「友也くんて……いわゆる、一回エッチしただけで彼氏面してくるってやつですよねぇ」
「……なに?」
セックスの余韻のあと、まだ汗と体液にまみれて胸を大きく上下させたまま、来い来いと抱き寄せて胸に抱いていたうつくしい長髪のちいさなあたまを、友也はシーツの上に放り出した。
渉は友也の貧弱な腕枕がなくなってむっと不満そうな顔をしたが、そんなことを言われてまで貸してやる腕はない。
友也の認識が正しければ――「俺とつきあってください」「はい」というあのときのやりとりを、「彼氏と彼氏になる約束」だとするのが間違っていなければ、彼氏面もなにも、友也は渉の彼氏のはずだ。
つきあってからひと月。
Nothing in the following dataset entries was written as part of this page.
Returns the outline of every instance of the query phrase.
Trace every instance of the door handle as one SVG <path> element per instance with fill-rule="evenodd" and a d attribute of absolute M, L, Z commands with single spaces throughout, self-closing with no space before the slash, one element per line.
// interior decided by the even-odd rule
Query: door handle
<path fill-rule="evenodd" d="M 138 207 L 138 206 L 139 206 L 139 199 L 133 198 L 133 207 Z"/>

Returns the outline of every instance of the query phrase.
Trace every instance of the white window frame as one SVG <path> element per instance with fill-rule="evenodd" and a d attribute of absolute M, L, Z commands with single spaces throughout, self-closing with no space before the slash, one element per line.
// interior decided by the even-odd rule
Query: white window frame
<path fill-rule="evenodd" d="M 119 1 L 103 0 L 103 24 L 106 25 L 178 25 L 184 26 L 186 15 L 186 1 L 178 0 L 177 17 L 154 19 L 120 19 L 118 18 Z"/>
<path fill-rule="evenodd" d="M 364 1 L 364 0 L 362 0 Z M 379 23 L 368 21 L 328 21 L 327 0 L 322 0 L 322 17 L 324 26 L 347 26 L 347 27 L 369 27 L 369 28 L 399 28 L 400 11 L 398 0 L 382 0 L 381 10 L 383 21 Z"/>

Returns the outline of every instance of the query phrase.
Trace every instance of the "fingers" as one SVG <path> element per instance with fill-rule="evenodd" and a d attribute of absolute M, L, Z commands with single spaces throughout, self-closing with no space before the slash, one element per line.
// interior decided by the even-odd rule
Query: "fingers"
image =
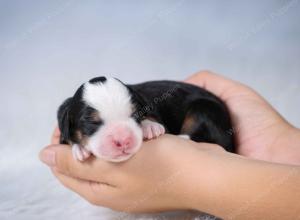
<path fill-rule="evenodd" d="M 201 71 L 199 73 L 196 73 L 187 78 L 185 81 L 207 89 L 208 91 L 221 98 L 224 97 L 224 94 L 227 91 L 232 90 L 232 88 L 242 86 L 242 84 L 236 81 L 227 79 L 223 76 L 211 73 L 209 71 Z"/>
<path fill-rule="evenodd" d="M 113 175 L 108 162 L 94 157 L 83 163 L 74 159 L 68 145 L 51 145 L 40 152 L 40 159 L 60 173 L 85 180 L 110 183 Z M 113 183 L 111 183 L 113 185 Z"/>
<path fill-rule="evenodd" d="M 81 180 L 61 174 L 56 169 L 52 173 L 67 188 L 79 194 L 94 205 L 105 205 L 116 189 L 110 185 L 99 182 Z"/>
<path fill-rule="evenodd" d="M 60 139 L 60 130 L 58 126 L 56 126 L 51 137 L 51 144 L 59 144 L 59 139 Z"/>

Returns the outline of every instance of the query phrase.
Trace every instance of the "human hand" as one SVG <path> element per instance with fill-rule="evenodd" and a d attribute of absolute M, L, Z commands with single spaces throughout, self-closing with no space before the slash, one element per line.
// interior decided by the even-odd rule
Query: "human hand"
<path fill-rule="evenodd" d="M 207 72 L 195 74 L 187 81 L 206 88 L 226 102 L 238 153 L 299 164 L 299 154 L 295 153 L 299 148 L 292 144 L 299 143 L 299 131 L 252 89 Z M 296 167 L 258 163 L 225 152 L 215 144 L 195 143 L 172 135 L 144 142 L 139 153 L 126 162 L 110 163 L 92 157 L 81 163 L 73 159 L 70 146 L 59 145 L 59 136 L 56 129 L 51 145 L 42 150 L 41 159 L 51 166 L 63 185 L 95 205 L 125 212 L 197 209 L 224 218 L 238 215 L 243 219 L 244 215 L 258 215 L 258 218 L 270 215 L 278 206 L 272 201 L 291 198 L 289 207 L 280 209 L 287 212 L 282 214 L 277 210 L 276 213 L 280 217 L 294 215 L 290 204 L 296 204 L 293 201 L 298 198 L 294 195 L 299 181 L 294 175 Z M 277 188 L 276 193 L 271 194 L 276 199 L 266 196 L 257 200 L 257 193 L 274 184 L 270 175 L 279 179 L 286 174 L 287 187 Z M 249 184 L 245 186 L 245 183 Z M 245 187 L 247 191 L 243 190 Z M 256 201 L 257 207 L 264 211 L 248 208 L 247 212 L 232 211 L 245 198 Z M 297 208 L 293 208 L 296 213 Z"/>
<path fill-rule="evenodd" d="M 211 72 L 186 82 L 203 87 L 228 106 L 237 153 L 272 162 L 300 164 L 300 132 L 253 89 Z"/>
<path fill-rule="evenodd" d="M 145 142 L 126 162 L 91 157 L 82 163 L 73 159 L 70 146 L 58 144 L 59 135 L 56 129 L 42 161 L 95 205 L 134 213 L 195 209 L 223 219 L 299 215 L 299 166 L 250 160 L 173 135 Z"/>
<path fill-rule="evenodd" d="M 59 181 L 95 205 L 125 212 L 194 208 L 194 193 L 186 193 L 191 189 L 189 184 L 195 182 L 191 178 L 211 167 L 212 158 L 227 153 L 214 144 L 163 135 L 144 142 L 139 153 L 126 162 L 92 157 L 82 163 L 72 158 L 70 146 L 59 145 L 59 136 L 56 128 L 51 145 L 41 152 L 41 159 L 51 166 Z M 204 175 L 201 182 L 196 186 L 203 190 L 214 187 L 211 176 Z"/>

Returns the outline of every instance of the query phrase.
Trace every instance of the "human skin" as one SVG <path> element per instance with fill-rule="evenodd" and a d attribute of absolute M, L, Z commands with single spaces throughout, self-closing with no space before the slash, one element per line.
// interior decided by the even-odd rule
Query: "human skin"
<path fill-rule="evenodd" d="M 186 82 L 207 89 L 226 103 L 238 154 L 300 165 L 299 129 L 289 124 L 253 89 L 208 71 L 196 73 Z"/>
<path fill-rule="evenodd" d="M 242 156 L 215 144 L 163 135 L 144 142 L 126 162 L 90 158 L 81 163 L 72 158 L 69 146 L 58 144 L 56 129 L 40 154 L 42 161 L 67 188 L 115 210 L 195 209 L 224 219 L 299 218 L 299 130 L 240 83 L 208 72 L 187 81 L 226 102 Z"/>

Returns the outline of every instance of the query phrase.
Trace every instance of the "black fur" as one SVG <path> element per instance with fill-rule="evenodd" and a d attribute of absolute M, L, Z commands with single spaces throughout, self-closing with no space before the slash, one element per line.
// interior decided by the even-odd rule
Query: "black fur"
<path fill-rule="evenodd" d="M 72 98 L 68 98 L 64 103 L 59 107 L 57 112 L 58 126 L 61 131 L 60 143 L 68 144 L 70 140 L 70 109 L 71 109 Z"/>
<path fill-rule="evenodd" d="M 194 119 L 186 132 L 197 142 L 216 143 L 234 152 L 230 116 L 225 104 L 210 92 L 187 83 L 152 81 L 128 85 L 149 108 L 140 109 L 139 117 L 157 120 L 168 133 L 182 134 L 186 117 Z"/>
<path fill-rule="evenodd" d="M 83 86 L 58 109 L 57 119 L 61 131 L 60 143 L 81 144 L 85 137 L 94 134 L 102 121 L 97 111 L 82 100 Z"/>
<path fill-rule="evenodd" d="M 105 81 L 106 81 L 106 77 L 99 76 L 99 77 L 95 77 L 95 78 L 91 79 L 89 82 L 94 84 L 94 83 L 99 83 L 99 82 L 104 83 Z"/>
<path fill-rule="evenodd" d="M 105 77 L 90 83 L 105 83 Z M 167 133 L 187 134 L 197 142 L 216 143 L 234 152 L 233 128 L 224 103 L 208 91 L 182 82 L 152 81 L 126 85 L 135 106 L 132 117 L 163 124 Z M 101 86 L 101 85 L 99 85 Z M 82 100 L 83 86 L 58 110 L 61 143 L 81 144 L 103 124 L 97 111 Z M 113 94 L 112 94 L 113 95 Z M 101 114 L 100 114 L 101 115 Z"/>

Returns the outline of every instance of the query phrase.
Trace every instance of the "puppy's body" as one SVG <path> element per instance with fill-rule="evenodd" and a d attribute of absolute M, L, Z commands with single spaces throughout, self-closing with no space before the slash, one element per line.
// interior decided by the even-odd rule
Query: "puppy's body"
<path fill-rule="evenodd" d="M 175 81 L 152 81 L 129 87 L 150 107 L 145 117 L 164 125 L 167 133 L 188 135 L 191 140 L 216 143 L 234 151 L 229 113 L 213 94 Z"/>
<path fill-rule="evenodd" d="M 234 152 L 232 126 L 223 102 L 181 82 L 126 85 L 97 77 L 65 101 L 58 121 L 61 143 L 72 144 L 79 160 L 90 152 L 110 161 L 126 160 L 137 152 L 143 138 L 165 132 L 216 143 Z"/>

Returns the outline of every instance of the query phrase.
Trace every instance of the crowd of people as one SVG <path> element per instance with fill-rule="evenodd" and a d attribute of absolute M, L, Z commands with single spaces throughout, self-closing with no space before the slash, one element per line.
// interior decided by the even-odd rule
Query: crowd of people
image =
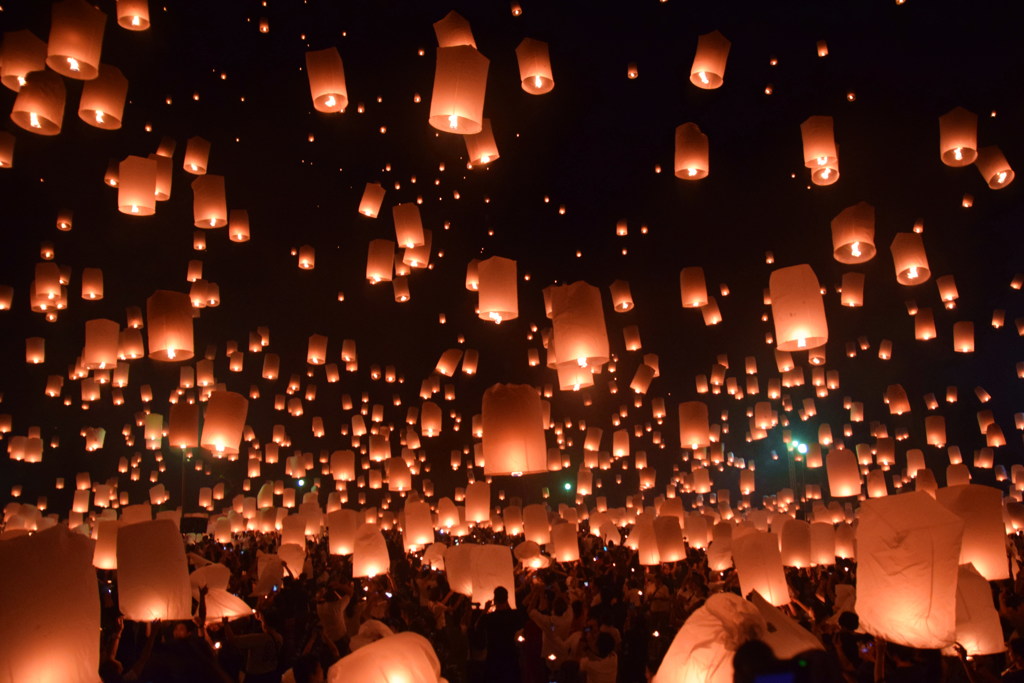
<path fill-rule="evenodd" d="M 581 530 L 582 561 L 519 566 L 514 594 L 499 587 L 479 604 L 451 590 L 445 572 L 407 554 L 398 532 L 385 537 L 387 574 L 353 579 L 348 558 L 331 555 L 325 540 L 310 539 L 301 573 L 286 573 L 265 596 L 253 595 L 258 556 L 276 551 L 277 534 L 189 543 L 190 563 L 228 567 L 229 590 L 252 606 L 251 617 L 232 621 L 207 619 L 200 591 L 192 621 L 126 623 L 114 573 L 100 571 L 103 681 L 325 681 L 346 654 L 412 631 L 433 645 L 450 683 L 644 683 L 710 595 L 740 592 L 735 572 L 709 570 L 701 550 L 690 549 L 685 561 L 644 567 L 630 548 L 606 546 Z M 487 529 L 460 542 L 511 545 Z M 822 649 L 780 661 L 765 643 L 747 642 L 734 655 L 734 680 L 1024 681 L 1024 579 L 992 584 L 1006 653 L 968 657 L 962 649 L 959 656 L 915 650 L 861 632 L 855 612 L 844 609 L 850 589 L 841 588 L 854 584 L 856 571 L 846 560 L 787 570 L 792 601 L 782 609 Z M 661 672 L 659 680 L 675 679 Z"/>

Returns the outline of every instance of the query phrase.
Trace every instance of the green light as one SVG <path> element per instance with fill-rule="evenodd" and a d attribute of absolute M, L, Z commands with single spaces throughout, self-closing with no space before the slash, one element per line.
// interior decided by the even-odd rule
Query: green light
<path fill-rule="evenodd" d="M 572 484 L 570 484 L 569 482 L 565 482 L 562 485 L 562 488 L 564 488 L 566 491 L 572 491 Z"/>
<path fill-rule="evenodd" d="M 305 479 L 299 479 L 299 486 L 301 487 L 301 486 L 305 486 L 305 485 L 306 485 L 306 480 Z"/>
<path fill-rule="evenodd" d="M 800 455 L 807 455 L 807 444 L 805 444 L 805 443 L 798 443 L 796 445 L 796 450 L 797 450 L 797 453 L 799 453 Z"/>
きょう、はじめて渉に抱かれた。
「友也くんの好きなほうでいいですよ」という渉に、渉が、まだそんなふうにしか求めてくれないのかとくやしくて、ほんの少しかなしくて、いとおしくて、気がつけばいつもみたいにニコニコ笑った顔にキスをして「抱いてください」と啖呵を切っていた。
この男に、「ふつうの男のしあわせ」を知らしめてやりたかった。(友也もまだ知らないけれど!)
この男に、髪の毛の先っぽからつまさきの爪いちまいまで意識をぜんぶこっちに向けて、友也のものになってほしかった。
だから抱かれたかった。
おたがいにはじめてで、おろおろしたりどぎまぎしたり、ほんのすこし痛かったり苦しかったり、不安だったり、だけど全体的には信じられないほど気持ちがよくてたまらなくて、渉のことが好きで、好きで、好きであたまがへんになるんじゃないかって思うくらいのセックスが終わったあと。
荒い息が収まらないうちからせいいっぱい両手を伸ばして、たくましい腕で友也を押し倒したままの渉に抱きついた。
そのまま汗ばんではりついた額の髪をかきわけて、何度も、何度も額に、鼻のあたまに、ほおに、こめかみに、くちびるにキスをすると、渉はきもちよさそうにうっとりとまぶたを降ろしてほほえんでいた。
なのに、まさか、もう別れの危機か?
――んん、いや、ちがうなあ。
このひとは、はじめてのシチュエーションに照れて、どうふるまえばいいかわからなくなって、自分の知ってる単語を並べ立てただけだ。
あるいはこのひとなりにほめたつもりなのかもしれない。
だって、「一回エッチしただけで彼氏面してくる」って、それこそ友也が渉の思い描く理想の彼氏みたいなふるまいをできたってことだろう。
「あんたさあ……いや、あんたの言いたいことはわかったけど」
そういえば。渉は親しい人相手には、たまにものすごく失礼なふるまいをしたりするんだって朔間先輩かだれかが言っていたっけ。
友也の腕をとりあげられて、いまだに不満そうに――それで、ほんのちょっぴり不安そうにしている、自分よりもふたまわりも大きいこのおとこのひとを、いとおしいと思う。
「あんたは、彼氏面、へたくそ! もっともっと俺の彼氏だって調子乗ってよ、日々樹先輩」
普段のふるまいがうそみたいに、叱られた大きな犬みたいになってしまった渉を、友也はもう一度抱きしめた。
あんたが望むなら、何回でも彼氏面、してあげるよ。